Moreover, Ayesha Jalal, the Cambridge scholar who has authored a volume titled The Sole Spokesman, called East Pakistan a rural slum, meaning worthless except for growing rice, which the locals ate, and raw jute with no mills to weave it until later. And, of course, in the Sylhet district there were some tea plantations. But it must be said that the jute and tea earned some hard currency in foreign exchange, more than what the western wing earned in 1947-48. Nevertheless, the tall, fair west Pakistanis looked down upon the easterners as dark, short and inferior. The least one did was to look upon the New Medinawalas (Aligarh University students) where the sub-continental ‘brotherhood of Islam’ were to gather. In that potential fortress of Islam, could one momin look at another momin of the east with such contempt? Yet he did until he was rid of the dark, short brother/sister in 1971, in his heart of hearts good riddance.
West Pakistanis were smug besides being contemptuous. One example was Field Marshal Ayub Khan, at the peak of his power, amalgamating all of west Pakistan into one province with Khan Saheb, the brother of Frontier Gandhi, as the Chief Minister. He called it west Pakistan. Instead, he should have sub-divided east Pakistan into, say, four provinces. So that the eastern wing would have united to vote for the Awami League in 1971 and won all the seats except two and be in a position to vote out the whole of the western wing. The crisis had thus begun with Mujibur Rahman claiming to be the Prime Minister-in-waiting. How could short, black people rule over the tall, fair people? The western wing considered this an abdominal thought and therefore sent Lt General Tika Khan to devastate the Bengalis.
In the late 1990s and during the regime of Begum Khaleda Rahman, Bangladesh awarded India with six chopped heads of its Border Security Force personnel on bamboos like shikared animals across the border. Indians were so dreaded that they took the beheaded heads of their soldiers with equanimity! There have been highs in Indo-Bangladesh relations in the years of Bangabandhu and these six heads on bamboos were the low. When Morarji Desai came to power in 1977, he said that “we had one Pakistan but Indira Gandhi has given us two”.

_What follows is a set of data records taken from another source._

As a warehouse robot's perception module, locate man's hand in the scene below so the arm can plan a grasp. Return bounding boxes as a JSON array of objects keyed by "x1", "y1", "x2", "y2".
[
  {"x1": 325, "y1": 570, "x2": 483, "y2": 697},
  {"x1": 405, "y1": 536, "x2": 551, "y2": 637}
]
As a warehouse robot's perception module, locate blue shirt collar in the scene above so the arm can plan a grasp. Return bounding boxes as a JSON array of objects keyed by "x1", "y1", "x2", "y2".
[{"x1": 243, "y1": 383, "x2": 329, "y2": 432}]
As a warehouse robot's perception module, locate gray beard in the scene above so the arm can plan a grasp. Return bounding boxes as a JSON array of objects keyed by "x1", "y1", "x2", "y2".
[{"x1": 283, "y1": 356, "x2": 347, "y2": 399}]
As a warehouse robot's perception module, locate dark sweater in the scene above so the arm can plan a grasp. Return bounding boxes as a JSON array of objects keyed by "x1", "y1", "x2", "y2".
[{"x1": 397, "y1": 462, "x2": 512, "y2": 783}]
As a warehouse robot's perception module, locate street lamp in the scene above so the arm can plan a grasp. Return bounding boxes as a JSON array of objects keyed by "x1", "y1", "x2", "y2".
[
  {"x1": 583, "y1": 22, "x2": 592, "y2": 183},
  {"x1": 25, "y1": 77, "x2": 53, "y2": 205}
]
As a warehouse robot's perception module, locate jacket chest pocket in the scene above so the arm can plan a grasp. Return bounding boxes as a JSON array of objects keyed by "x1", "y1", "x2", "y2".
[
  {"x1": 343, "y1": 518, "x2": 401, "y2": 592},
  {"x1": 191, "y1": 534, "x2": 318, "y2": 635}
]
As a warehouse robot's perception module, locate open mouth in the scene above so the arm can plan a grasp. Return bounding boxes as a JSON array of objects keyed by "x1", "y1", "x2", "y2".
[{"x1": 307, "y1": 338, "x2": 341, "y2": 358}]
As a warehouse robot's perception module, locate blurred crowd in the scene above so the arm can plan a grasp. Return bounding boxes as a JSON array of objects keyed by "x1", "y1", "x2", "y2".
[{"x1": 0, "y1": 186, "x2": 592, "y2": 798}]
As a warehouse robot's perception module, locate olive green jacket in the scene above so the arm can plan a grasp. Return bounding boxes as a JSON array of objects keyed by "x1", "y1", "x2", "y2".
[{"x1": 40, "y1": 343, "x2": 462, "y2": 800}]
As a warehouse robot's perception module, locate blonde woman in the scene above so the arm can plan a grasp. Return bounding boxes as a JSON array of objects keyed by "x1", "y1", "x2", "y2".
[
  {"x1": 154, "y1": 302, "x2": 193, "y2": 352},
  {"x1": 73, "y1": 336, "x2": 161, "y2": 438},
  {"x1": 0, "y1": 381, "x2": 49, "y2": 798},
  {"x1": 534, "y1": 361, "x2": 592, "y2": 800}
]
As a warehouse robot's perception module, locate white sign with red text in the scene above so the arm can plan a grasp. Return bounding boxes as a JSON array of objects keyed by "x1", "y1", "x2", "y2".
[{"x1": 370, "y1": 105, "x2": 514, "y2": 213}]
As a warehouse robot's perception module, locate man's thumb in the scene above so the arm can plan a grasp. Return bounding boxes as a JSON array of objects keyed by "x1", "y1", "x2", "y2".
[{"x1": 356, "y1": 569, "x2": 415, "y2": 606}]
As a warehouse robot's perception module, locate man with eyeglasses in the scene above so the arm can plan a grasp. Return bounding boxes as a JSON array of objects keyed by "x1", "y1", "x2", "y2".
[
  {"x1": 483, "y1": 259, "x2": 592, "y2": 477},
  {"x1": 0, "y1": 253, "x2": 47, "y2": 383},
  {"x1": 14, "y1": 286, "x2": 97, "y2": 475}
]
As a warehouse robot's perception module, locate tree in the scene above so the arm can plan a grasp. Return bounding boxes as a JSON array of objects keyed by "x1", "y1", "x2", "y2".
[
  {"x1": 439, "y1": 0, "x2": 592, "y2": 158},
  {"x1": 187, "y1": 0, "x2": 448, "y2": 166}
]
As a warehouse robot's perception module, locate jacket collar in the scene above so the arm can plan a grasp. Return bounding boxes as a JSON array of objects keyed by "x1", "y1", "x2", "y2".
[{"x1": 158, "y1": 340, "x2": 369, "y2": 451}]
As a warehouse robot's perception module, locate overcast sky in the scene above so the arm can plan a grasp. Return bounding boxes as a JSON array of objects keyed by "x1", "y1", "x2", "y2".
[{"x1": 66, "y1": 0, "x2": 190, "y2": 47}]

Our relation with Dhaka appears to be warm since Prime Minister Narendra Modi came to power but recently Bangladesh rewarded India by desecrating 92 temples there and killing a few local Hindus. It is possible that the mischief was resorted to by one or more terrorist groups and had nothing to do with the majority party, the Awami League. Nevertheless, the rioting proved, once again, that Bangladesh can prove to be, from time to time, a haven and launch pad for terrorism. What did India gain by freeing Bangladesh from the yoke of Islamabad? If not infiltrators, terrorists?
(The writer is a well-known columnist, an author and a former member of the Rajya Sabha. The views expressed are personal.)